Data Lineage: State-of-the-art and Implementation Challenges
Background
In this day and age data is highly sought-after. From companies to individual, everyone is actively gathering data. Indeed with the right analysis technique, data is more than a jumbled corpus and numbers. But what’s the use of hundreds of petabyte of data if not accompanied by it’s metadata. Without metadata you’ll find that you’re struggling to generate report, clean it, manipulate it, or even doing simple join query. Metadata is key to maximize data utilization.
So what exactly a metadata is? Well, there are several kinds of it.
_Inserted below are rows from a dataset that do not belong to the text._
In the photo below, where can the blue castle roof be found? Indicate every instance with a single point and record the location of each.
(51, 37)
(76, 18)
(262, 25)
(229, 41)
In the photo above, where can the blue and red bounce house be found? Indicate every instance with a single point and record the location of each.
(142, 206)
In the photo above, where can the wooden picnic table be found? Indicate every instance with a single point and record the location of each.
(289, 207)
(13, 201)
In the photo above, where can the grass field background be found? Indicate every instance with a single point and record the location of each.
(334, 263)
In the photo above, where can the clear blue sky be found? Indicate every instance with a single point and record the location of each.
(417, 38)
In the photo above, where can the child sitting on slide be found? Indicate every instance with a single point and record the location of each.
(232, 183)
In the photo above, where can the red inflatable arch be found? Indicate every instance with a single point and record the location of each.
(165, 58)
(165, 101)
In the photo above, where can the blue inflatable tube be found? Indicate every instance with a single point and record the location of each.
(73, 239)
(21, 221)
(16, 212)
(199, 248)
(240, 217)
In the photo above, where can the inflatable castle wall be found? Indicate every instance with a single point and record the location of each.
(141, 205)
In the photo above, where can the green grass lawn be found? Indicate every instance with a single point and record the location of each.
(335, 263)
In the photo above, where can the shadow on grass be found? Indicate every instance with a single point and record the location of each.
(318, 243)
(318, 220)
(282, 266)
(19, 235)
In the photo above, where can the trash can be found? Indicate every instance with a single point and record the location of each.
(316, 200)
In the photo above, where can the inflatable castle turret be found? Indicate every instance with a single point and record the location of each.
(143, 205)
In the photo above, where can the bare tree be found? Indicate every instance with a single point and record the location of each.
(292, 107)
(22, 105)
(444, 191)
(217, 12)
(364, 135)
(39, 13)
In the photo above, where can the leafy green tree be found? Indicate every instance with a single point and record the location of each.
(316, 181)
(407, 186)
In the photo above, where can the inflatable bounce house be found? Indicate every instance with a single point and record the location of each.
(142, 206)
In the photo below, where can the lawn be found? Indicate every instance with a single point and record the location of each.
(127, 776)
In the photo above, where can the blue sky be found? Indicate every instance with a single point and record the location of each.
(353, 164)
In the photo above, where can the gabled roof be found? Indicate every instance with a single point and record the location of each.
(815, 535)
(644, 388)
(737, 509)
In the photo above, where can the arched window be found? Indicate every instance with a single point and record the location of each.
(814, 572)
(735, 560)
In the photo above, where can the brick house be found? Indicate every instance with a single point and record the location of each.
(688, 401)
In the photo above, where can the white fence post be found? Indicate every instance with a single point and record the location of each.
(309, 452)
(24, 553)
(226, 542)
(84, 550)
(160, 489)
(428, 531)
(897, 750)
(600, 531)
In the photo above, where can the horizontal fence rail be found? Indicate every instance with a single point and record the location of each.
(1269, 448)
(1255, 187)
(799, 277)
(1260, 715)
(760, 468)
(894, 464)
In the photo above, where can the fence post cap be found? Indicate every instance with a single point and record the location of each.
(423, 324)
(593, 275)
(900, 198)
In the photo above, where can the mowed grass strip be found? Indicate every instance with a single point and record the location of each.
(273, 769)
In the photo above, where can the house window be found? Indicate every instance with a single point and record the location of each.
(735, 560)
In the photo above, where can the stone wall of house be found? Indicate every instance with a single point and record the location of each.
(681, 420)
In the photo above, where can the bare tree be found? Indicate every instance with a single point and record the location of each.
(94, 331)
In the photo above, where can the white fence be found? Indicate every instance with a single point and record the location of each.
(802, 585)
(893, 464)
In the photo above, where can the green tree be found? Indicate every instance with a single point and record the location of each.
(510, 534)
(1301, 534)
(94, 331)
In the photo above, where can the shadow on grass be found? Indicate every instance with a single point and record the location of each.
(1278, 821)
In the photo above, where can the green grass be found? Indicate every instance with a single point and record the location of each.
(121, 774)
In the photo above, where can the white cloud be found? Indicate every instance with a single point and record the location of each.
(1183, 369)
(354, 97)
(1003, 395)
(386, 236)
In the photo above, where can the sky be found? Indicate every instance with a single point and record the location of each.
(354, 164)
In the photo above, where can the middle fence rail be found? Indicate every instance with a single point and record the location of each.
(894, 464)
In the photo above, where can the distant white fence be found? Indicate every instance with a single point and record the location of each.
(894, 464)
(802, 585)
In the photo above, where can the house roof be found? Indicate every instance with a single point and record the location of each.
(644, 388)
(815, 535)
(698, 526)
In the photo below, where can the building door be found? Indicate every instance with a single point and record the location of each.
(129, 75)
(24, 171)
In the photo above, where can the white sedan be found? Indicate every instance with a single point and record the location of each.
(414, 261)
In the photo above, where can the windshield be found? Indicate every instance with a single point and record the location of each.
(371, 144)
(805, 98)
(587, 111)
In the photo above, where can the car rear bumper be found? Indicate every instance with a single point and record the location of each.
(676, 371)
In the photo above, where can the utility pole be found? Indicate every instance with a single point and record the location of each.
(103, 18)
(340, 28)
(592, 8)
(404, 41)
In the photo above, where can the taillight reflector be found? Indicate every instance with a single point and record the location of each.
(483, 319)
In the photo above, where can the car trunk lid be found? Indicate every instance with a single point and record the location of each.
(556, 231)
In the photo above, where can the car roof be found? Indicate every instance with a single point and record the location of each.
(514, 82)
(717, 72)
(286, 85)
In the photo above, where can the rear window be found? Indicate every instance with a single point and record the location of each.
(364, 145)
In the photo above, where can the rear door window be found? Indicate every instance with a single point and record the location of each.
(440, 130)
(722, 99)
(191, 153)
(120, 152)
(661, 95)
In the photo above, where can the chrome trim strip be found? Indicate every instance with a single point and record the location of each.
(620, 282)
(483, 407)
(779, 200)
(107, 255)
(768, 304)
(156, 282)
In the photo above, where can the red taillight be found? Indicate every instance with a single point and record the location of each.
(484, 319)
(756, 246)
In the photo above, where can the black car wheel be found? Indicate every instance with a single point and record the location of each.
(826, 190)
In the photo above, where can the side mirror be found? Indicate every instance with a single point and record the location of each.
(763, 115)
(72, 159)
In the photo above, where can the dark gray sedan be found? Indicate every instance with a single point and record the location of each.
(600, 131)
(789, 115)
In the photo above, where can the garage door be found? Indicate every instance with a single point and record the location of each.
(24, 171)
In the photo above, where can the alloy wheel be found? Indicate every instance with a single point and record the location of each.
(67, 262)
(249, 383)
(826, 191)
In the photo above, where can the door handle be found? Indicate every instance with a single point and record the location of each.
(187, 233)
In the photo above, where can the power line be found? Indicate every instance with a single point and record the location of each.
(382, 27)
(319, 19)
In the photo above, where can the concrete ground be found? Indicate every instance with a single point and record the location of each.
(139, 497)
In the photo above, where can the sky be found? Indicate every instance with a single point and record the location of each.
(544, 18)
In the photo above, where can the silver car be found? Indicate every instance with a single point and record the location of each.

Ranging from simple metadata such as data type, column name, row number, total size, file format, etc; to more complex metadata such as business context, business domain, semantics, annotation, column level security, and lineage. I’ve found that the simplest explanation for metadata is that it is “data about data”. Metadata tells it’s users about many things to understand informations encapsulated inside the data.
While lineage is not really a novel concept, dating back to research by Yingwei Cui in 1997, it’s adoption in industry isn’t necessarily mature. I think there are several reasons why. Small or newly built organization and corporation doesn’t gain much value by having lineage metadata especially compared to the financial expenses and resources incurred to work on building data provenance tracing. Individuals also rarely has the need to use lineage, thus lowering the adoption of this metadata.
Lineage, also referred to as provenance, describes where data come from, how it was derived, and how it was updated over time. By that definition, it’s now obvious why it hasn’t been widely adopted yet. Individuals and smaller organizations usually has simple data pipeline, eliminating the need of such metadata. However as the business grows, the amount of data that is processed and analyzed follows. More complex pipeline that fetch data from hundreds of microservices and doing heavy data transformations starts to emerge. Only in that situation, will lineage metadata become essential.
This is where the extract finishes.